E.B.:
> Hi, I need create a custom policy service and I have a questions
> about efficiency/performance.
> 
> I found two perl examples that are within my skill to understand
> and one is based from the example code in the Postfix 
> examples/smtpd-policy/greylist.pl if you don't know I think this is
> http://heap.altlinux.org/usr/share/doc/postfix-2.2.11/examples/smtpd-policy/greylist.pl
> so its run by Postfix's spawn service. Perl code itself no threading,
> no forking just like one-time script because Postfix takes care of
> the rest right?

It's not a one-time script. It does not handle one request and
terminate. That would not scale under load.

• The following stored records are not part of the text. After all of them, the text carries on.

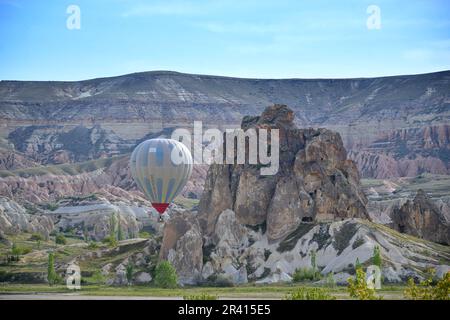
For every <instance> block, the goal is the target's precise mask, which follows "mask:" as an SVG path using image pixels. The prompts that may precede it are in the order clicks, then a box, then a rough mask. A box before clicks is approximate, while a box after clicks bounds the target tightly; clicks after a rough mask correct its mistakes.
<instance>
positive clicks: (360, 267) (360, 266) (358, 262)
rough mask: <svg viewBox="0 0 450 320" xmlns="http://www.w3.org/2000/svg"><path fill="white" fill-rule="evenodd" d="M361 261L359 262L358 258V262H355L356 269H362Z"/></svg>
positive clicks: (355, 268) (358, 258)
mask: <svg viewBox="0 0 450 320" xmlns="http://www.w3.org/2000/svg"><path fill="white" fill-rule="evenodd" d="M361 268H362V266H361V262H359V258H356V262H355V271H356V270H358V269H361Z"/></svg>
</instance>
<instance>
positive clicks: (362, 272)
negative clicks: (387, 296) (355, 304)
mask: <svg viewBox="0 0 450 320" xmlns="http://www.w3.org/2000/svg"><path fill="white" fill-rule="evenodd" d="M347 282H348V287H347V290H348V292H349V294H350V297H352V298H357V299H359V300H375V299H377V297H376V296H375V289H372V288H370V287H369V286H368V285H367V281H366V273H365V272H364V270H363V269H362V268H358V269H357V270H356V276H355V279H352V278H348V280H347ZM378 299H381V297H379V298H378Z"/></svg>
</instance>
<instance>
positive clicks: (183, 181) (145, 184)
mask: <svg viewBox="0 0 450 320" xmlns="http://www.w3.org/2000/svg"><path fill="white" fill-rule="evenodd" d="M192 165H193V161H192V156H191V152H190V151H189V149H188V148H187V147H186V146H185V145H184V144H182V143H181V142H178V141H176V140H172V139H150V140H146V141H144V142H142V143H140V144H139V145H138V146H137V147H136V148H135V149H134V151H133V153H132V154H131V159H130V168H131V174H132V176H133V179H134V181H135V182H136V184H137V186H138V188H139V189H140V190H141V191H142V192H143V193H144V194H145V196H146V197H147V199H149V200H150V202H151V203H152V205H153V207H154V208H155V209H156V210H157V211H158V212H159V213H160V215H162V214H163V213H164V211H166V209H167V207H168V206H169V204H170V202H172V200H173V199H174V198H175V197H176V196H177V195H178V194H179V193H180V192H181V190H183V188H184V186H185V185H186V182H187V181H188V180H189V177H190V176H191V173H192Z"/></svg>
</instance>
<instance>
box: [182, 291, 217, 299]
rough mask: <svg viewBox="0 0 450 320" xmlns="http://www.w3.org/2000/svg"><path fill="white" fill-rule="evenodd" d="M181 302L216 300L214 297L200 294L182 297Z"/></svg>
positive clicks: (208, 294) (203, 292)
mask: <svg viewBox="0 0 450 320" xmlns="http://www.w3.org/2000/svg"><path fill="white" fill-rule="evenodd" d="M183 300H217V296H216V295H212V294H207V293H205V292H202V293H200V294H193V295H189V296H183Z"/></svg>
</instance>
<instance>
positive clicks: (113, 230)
mask: <svg viewBox="0 0 450 320" xmlns="http://www.w3.org/2000/svg"><path fill="white" fill-rule="evenodd" d="M116 224H117V221H116V215H115V214H114V213H113V214H111V218H110V219H109V237H110V239H111V240H112V239H114V240H117V234H116Z"/></svg>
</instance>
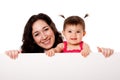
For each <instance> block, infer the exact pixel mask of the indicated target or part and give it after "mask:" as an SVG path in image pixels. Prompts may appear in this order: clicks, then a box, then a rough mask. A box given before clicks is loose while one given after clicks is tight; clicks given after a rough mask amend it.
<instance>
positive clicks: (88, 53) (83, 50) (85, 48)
mask: <svg viewBox="0 0 120 80" xmlns="http://www.w3.org/2000/svg"><path fill="white" fill-rule="evenodd" d="M90 52H91V50H90V47H89V45H88V44H86V43H84V44H83V50H82V51H81V52H80V53H81V55H82V56H83V57H87V56H88V55H89V53H90Z"/></svg>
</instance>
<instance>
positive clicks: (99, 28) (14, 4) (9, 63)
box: [0, 0, 120, 80]
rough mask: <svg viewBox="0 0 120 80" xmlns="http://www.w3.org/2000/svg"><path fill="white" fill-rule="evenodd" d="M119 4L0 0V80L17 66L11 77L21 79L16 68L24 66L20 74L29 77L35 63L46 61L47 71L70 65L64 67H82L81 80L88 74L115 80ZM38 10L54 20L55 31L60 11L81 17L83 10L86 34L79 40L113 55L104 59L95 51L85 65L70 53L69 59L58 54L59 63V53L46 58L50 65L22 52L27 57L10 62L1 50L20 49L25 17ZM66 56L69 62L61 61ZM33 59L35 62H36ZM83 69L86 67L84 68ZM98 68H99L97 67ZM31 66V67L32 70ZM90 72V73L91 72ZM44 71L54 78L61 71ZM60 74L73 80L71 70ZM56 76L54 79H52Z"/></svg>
mask: <svg viewBox="0 0 120 80" xmlns="http://www.w3.org/2000/svg"><path fill="white" fill-rule="evenodd" d="M119 7H120V6H119V0H99V1H98V0H63V1H62V0H1V1H0V37H1V38H0V60H1V61H0V66H1V65H2V67H0V68H1V69H0V75H2V77H1V76H0V80H3V79H4V80H5V76H6V77H7V76H8V79H9V78H10V76H11V75H15V71H16V70H18V69H19V70H18V71H16V72H17V73H18V75H17V74H16V75H15V76H19V77H17V78H15V79H16V80H17V79H20V80H21V79H23V78H21V76H23V77H24V75H23V72H20V73H19V71H22V70H23V71H24V70H25V69H27V68H28V70H27V71H25V73H24V74H25V75H27V74H28V75H27V76H26V77H25V78H29V76H31V75H32V74H34V73H35V71H37V69H38V66H39V67H41V66H42V65H43V66H48V64H50V69H51V71H50V73H52V70H53V72H56V71H55V70H56V69H55V70H54V69H53V68H58V71H60V70H61V69H62V70H65V69H67V68H68V67H69V66H70V68H68V70H70V69H72V68H73V69H75V71H77V70H78V71H81V70H82V72H83V74H82V73H80V74H81V75H82V78H81V79H83V80H84V78H83V77H85V80H86V79H89V78H90V76H92V78H93V77H94V75H95V76H98V77H100V80H101V79H102V80H106V79H105V78H107V79H109V80H119V79H120V77H118V74H120V71H119V67H120V64H118V62H116V61H119V60H117V59H119V53H118V52H120V47H119V45H120V37H119V34H120V31H119V29H118V28H119V27H120V23H119V19H120V9H119ZM38 13H46V14H48V15H49V16H50V17H51V18H52V20H53V21H54V22H55V24H56V26H57V28H58V29H59V31H62V26H63V21H64V19H62V18H61V17H59V15H60V14H63V15H64V16H65V17H68V16H71V15H79V16H81V17H83V16H84V15H85V14H86V13H88V14H89V15H90V16H89V17H88V18H86V19H85V22H86V32H87V34H86V36H85V37H84V39H83V40H84V41H85V42H86V43H88V44H89V45H90V47H91V49H92V51H93V53H96V52H97V49H96V47H97V46H100V47H109V48H113V49H114V50H115V53H114V55H113V56H111V57H110V58H109V59H105V58H103V56H101V55H100V56H101V57H100V58H98V57H97V56H98V55H99V54H98V55H97V56H92V57H90V58H86V59H85V62H86V64H85V65H82V64H84V59H83V60H82V62H81V61H80V63H81V64H78V61H77V59H78V60H79V58H77V56H78V55H77V56H76V55H74V57H71V56H70V58H69V56H68V57H65V56H64V57H63V55H62V57H63V58H64V59H63V60H62V61H63V63H62V61H60V60H61V58H62V57H61V56H60V57H59V55H58V56H57V57H54V58H49V59H50V61H51V59H53V63H52V64H51V62H50V63H49V59H48V58H47V59H46V58H44V56H42V57H41V56H40V58H41V59H39V58H36V57H37V56H36V57H35V55H32V56H33V57H34V58H33V57H32V56H31V57H32V58H33V59H32V60H33V61H32V60H31V59H30V58H29V56H30V55H29V56H28V55H24V56H28V57H24V56H23V55H21V57H20V58H19V59H18V60H16V61H13V60H12V61H11V59H9V58H6V57H5V56H4V57H3V56H2V54H3V53H4V51H6V50H11V49H19V48H20V46H21V44H22V42H21V40H22V34H23V29H24V26H25V24H26V22H27V20H28V19H29V18H30V16H31V15H33V14H38ZM116 55H117V56H116ZM22 56H23V59H22ZM35 58H36V59H35ZM66 58H67V59H68V60H67V61H69V60H70V63H69V62H68V63H67V62H65V63H64V60H66ZM37 59H39V60H42V61H43V62H42V61H41V62H40V64H37V63H34V61H37ZM54 59H55V60H56V59H57V60H56V62H55V64H54ZM96 59H97V61H96ZM29 60H30V61H29ZM72 60H73V61H72ZM80 60H81V58H80ZM86 60H87V61H88V62H87V61H86ZM89 60H90V61H89ZM109 60H110V61H109ZM24 61H25V62H24ZM28 61H29V63H28V64H27V65H28V66H27V65H25V64H26V63H27V62H28ZM31 61H32V62H31ZM57 61H58V63H57ZM59 61H60V62H59ZM74 61H77V62H76V63H74ZM92 61H94V62H93V64H92V63H91V62H92ZM9 62H10V63H9ZM30 62H31V63H30ZM37 62H39V61H37ZM44 62H45V64H44ZM66 63H67V64H66ZM109 63H110V64H109ZM65 64H66V65H65ZM17 65H19V66H21V67H19V66H17ZM35 65H36V66H35ZM57 65H58V66H61V65H62V66H61V67H58V66H57ZM63 65H65V66H63ZM74 65H79V67H81V66H82V69H81V68H79V67H76V66H74ZM92 65H93V66H97V68H95V67H93V68H92ZM16 66H17V67H16ZM24 66H25V67H24ZM43 66H42V68H43ZM84 66H86V67H85V69H84V68H83V67H84ZM98 66H100V67H98ZM5 67H6V68H5ZM14 67H16V68H15V71H13V72H14V73H13V74H11V73H12V70H13V68H14ZM36 67H37V68H36ZM52 67H53V68H52ZM64 67H65V69H64ZM46 68H47V67H45V68H44V69H43V70H46ZM59 68H61V69H59ZM86 68H87V69H89V70H88V71H87V69H86ZM99 68H100V70H98V69H99ZM102 68H104V69H103V70H102ZM11 69H12V70H11ZM30 69H32V71H29V70H30ZM33 69H35V71H34V70H33ZM79 69H80V70H79ZM1 70H2V72H1ZM4 70H5V71H4ZM40 70H42V69H40ZM43 70H42V71H43ZM47 70H48V69H47ZM84 70H85V71H84ZM96 70H98V71H96ZM75 71H74V70H73V74H74V73H75ZM89 71H90V73H89ZM92 71H93V73H94V74H92ZM99 71H103V72H100V73H98V72H99ZM9 72H10V73H9ZM27 72H28V73H27ZM112 72H113V74H112ZM46 73H47V72H46ZM46 73H44V72H43V74H42V73H40V75H44V76H45V77H47V76H49V75H52V74H53V75H52V76H56V77H58V76H59V75H60V73H61V72H60V73H58V74H57V73H56V74H55V73H52V74H50V73H48V74H46ZM85 73H88V74H87V76H85ZM115 73H116V74H115ZM35 74H36V75H34V77H33V78H35V77H36V79H37V78H38V75H39V73H38V72H36V73H35ZM64 74H70V75H67V77H66V78H65V79H71V80H73V79H72V78H71V76H72V75H73V74H72V70H70V71H66V70H65V73H64ZM106 74H108V75H107V76H106ZM101 75H102V76H101ZM112 75H113V79H112ZM61 76H62V77H61V79H63V76H64V75H63V74H61ZM68 76H70V77H68ZM73 76H74V77H77V78H79V79H80V77H81V76H80V77H78V74H77V73H75V75H73ZM49 77H50V76H49ZM49 77H48V78H49ZM56 77H55V78H54V79H56ZM87 77H88V78H87ZM109 77H110V78H109ZM2 78H3V79H2ZM12 78H13V76H12V77H11V78H10V79H12ZM48 78H45V79H48ZM59 78H60V76H59ZM77 78H75V79H77ZM92 78H91V79H92ZM117 78H119V79H117ZM6 79H7V78H6ZM51 79H53V78H51ZM91 79H90V80H91ZM96 79H99V78H94V80H96ZM12 80H13V79H12Z"/></svg>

There is one Perl script interpreter process per Postfix SMTP daemon
process, and it terminates when the Postfix SMTP daemon process
terminates.  Each Postfix SMTP daemon process handles up to 100
SMTP sessions, so the cost of creating the Perl process is very
much reduced compared to a one-time script that handles one request
and terminates.

> Other example, it runs as daemon itself, so Postfix not in charge,
> only makes call to it from smtpd_*_restrictions. See its here:
> https://github.com/bejelith/send_rate_policyd
> 
> I can put 2nd one under systemd so it can be monitored and restart
> if it goes down.
> 
> Question is if there is any major difference in these implementation?
> In high volume situation is one better than other?

That depends on how the non-spawn(8) implementation is done.